In 1993, he made his second stab at rehab, entering Father Martin's Ashley in Maryland. After a relapse, Kudlow returned to the facility for another stay.
His next stop was Hazelden in Minnesota in 1995. The fourth time in rehab was the charm for Kudlow, who'd also converted to Catholicism. Kudlow claims he's been sober ever since.
At the White House recovery session, a somber Kudlow explained:
"I tried a number of times unsuccessfully to get sober. Like a lot of my peers and friends I went though bloody hell and sufferered significant consequences. I was unemployable. By the grace of God I stayed married; my wife Judy is a saint. We've been married 34 years. It's a miracle. But it was difficult. The whole story was difficult.
"It is because of my stubbornness and willfulness and the difficulties and consequences and the fact that I had to learn how to change my behavior and follow a few simple steps or guidelines, I believe sincerely today that it probably was the best thing that ever happened to me because it forced me to change and seek a new path and return to faith...
"I will say to you: You can get sober. For those who are still sick and suffering, you can. It's not easy, but you can get sober and you can stay sober and you can lead a productive life."

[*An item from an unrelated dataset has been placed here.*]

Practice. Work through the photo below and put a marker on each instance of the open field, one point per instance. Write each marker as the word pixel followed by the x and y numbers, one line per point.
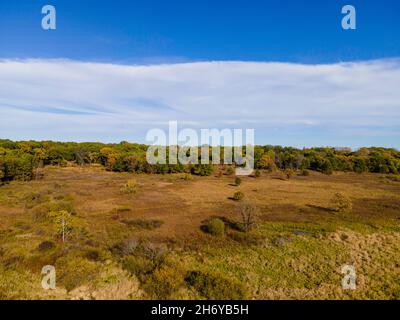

Then Kudlow praised his boss, Donald Trump:
"The president has been remarkable. I've known him many years. He brought me into this position. I didn't ask for it. I've served him to the best of my ability. He's been remarkable to me, accessible. We have great discussions, sometimes even debates. He's a remarkable man."
What Kudlow Didn't Say
Kudlow's white privilege prevented him from being arrested and going to jail like so many others who use and possess illegal drugs, especially people of color. While Kudlow may have been absolved for his sins, hundreds of thousands of Americans continue to get busted. The worst that would happen to Wall Street drug abusers generally were losses of jobs and wealth when and if they were fired. Meanwhile, illegal drug users still clog the legal system. So good for Kudlow and others who've managed to overcome their addictions. But AA and NA are not the only solutions. Prohibition laws must change. Kudlow didn't say that.